Amona Relocation a Long Way Off

YERUSHALAYIM
Israel, Yehudah and Shomron, Amona
A bus stop at Shiloh, in the Shomron, adjacent to the site designated for new homes for the Amona evacuees. (Miriam Alster/Flash90)

For all the controversy surrounding Israel’s decision to build a new community in Yehudah and Shomron for the relocation of the Amona evacuees, it could take two to three years before it’s ready for occupancy.

Last Thursday, the security cabinet voted unanimously to establish the first entirely new Jewish community in the region in over 20 years (not merely expanding an existing one), adjacent to Shiloh in the Shomron. But even if the government puts the project on the fast track, obtaining the necessary permits, publishing tenders and then construction would still take many months; 1-3 years before bulldozers are even on the ground at the currently empty plot on the Geulat Tzion hilltop.
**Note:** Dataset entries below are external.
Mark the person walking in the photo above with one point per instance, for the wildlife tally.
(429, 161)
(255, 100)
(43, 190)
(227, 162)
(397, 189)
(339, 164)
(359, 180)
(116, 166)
Even leftists who oppose any building in Yehudah and Shomron acknowledge this.

“It takes time to approve a new settlement; it’s a lot of work,” Hagit Ofran of the dovish Peace Now told The Times of Israel. “The government knows how to move such processes quickly, but it will not be finished by tomorrow morning.”

On the right, the Amona relocation announcement was welcomed, but not without qualms.

The Yesha council’s foreign representative Oded Revivi said he feared that the cabinet’s decision might have been a “smokescreen” to divert attention from a policy to slow down the pace of construction in Yehudah and Shomron to appease the Trump administration.

“The decision is extremely vague, and we’re concerned that nothing will come of this promise,” Revivi said. “Time will tell whether there were good intentions behind it or not.”

“There’s no way to estimate how long this will take,” Revivi said. “Judging by the language of the security cabinet decision, it will take as long as the prime minister and his ministers want it to take. If they wanted the plan to come to fruition tomorrow, it would happen tomorrow.”